The coda seems necessary, providing a point of catharsis. It underlines the central themes of abuse & survival, while also showing how the protagonist is finally able to accept that she wasn't to blame. The way the editing conflates the two abusers of Jess into one supposedly imaginary bogeyman figure, reinforces the idea, quite disturbingly, that some monsters are real. The performances & adaptation are impeccable.
That masturbation scene under the red eclipse was one of the creepiest things I've watched recently. We didn't need to have everything explained so clearly - even the Moonlight Man, who turned out to be a real -life serial killer - and I would have liked for it to end on a more somber/mysterious note... but it was fun to watch. (And Gerald was fiiiiiine for his age!)

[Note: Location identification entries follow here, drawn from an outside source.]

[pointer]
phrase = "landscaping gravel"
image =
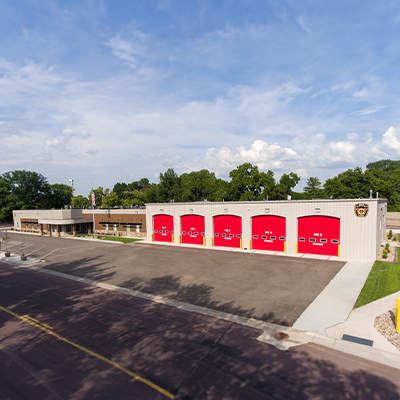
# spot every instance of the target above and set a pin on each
(385, 324)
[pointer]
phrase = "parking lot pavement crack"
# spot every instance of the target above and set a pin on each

"Gerald's Game" is an easy film to respect - for Bruce Greenwood's charismatic performance, for what I understand to be Mike Flanagan's fealty to his source material - but with graphic depictions of child abuse in the context of what is essentially an exploitation movie, and a head-scratching coda that turns the story's metaphorical monster into a reality, I'd be lying if I said it was a film I truly enjoyed.
Visibly low-budget, GERLAD'S GAME is writer/director Mike Flanagan's adaptation of a pulpy, feminist Stephen King novel. Bruce Greenwood gives sexy Carla Gugino a run for her money, six pack et al. First-half is strikingly directed and suspenseful, but still not enough to overcome the staginess, or that laughably bad epilogue. Keep your eyes on young Chiara Aurelia: she'll go places. Comes with an extended CUJO joke.
Just like the novel, the film does not leave anything to the imagination: every detail is explained with dummies-like clarity like three times (when metaphors turn literal, you know you're watching a film for the multiplex crowd). The "every man is a Boogeyman/girrrl power" trope could have been much more powerful had Flanagan avoided the ridiculously campy epilogue. A missed opportunity.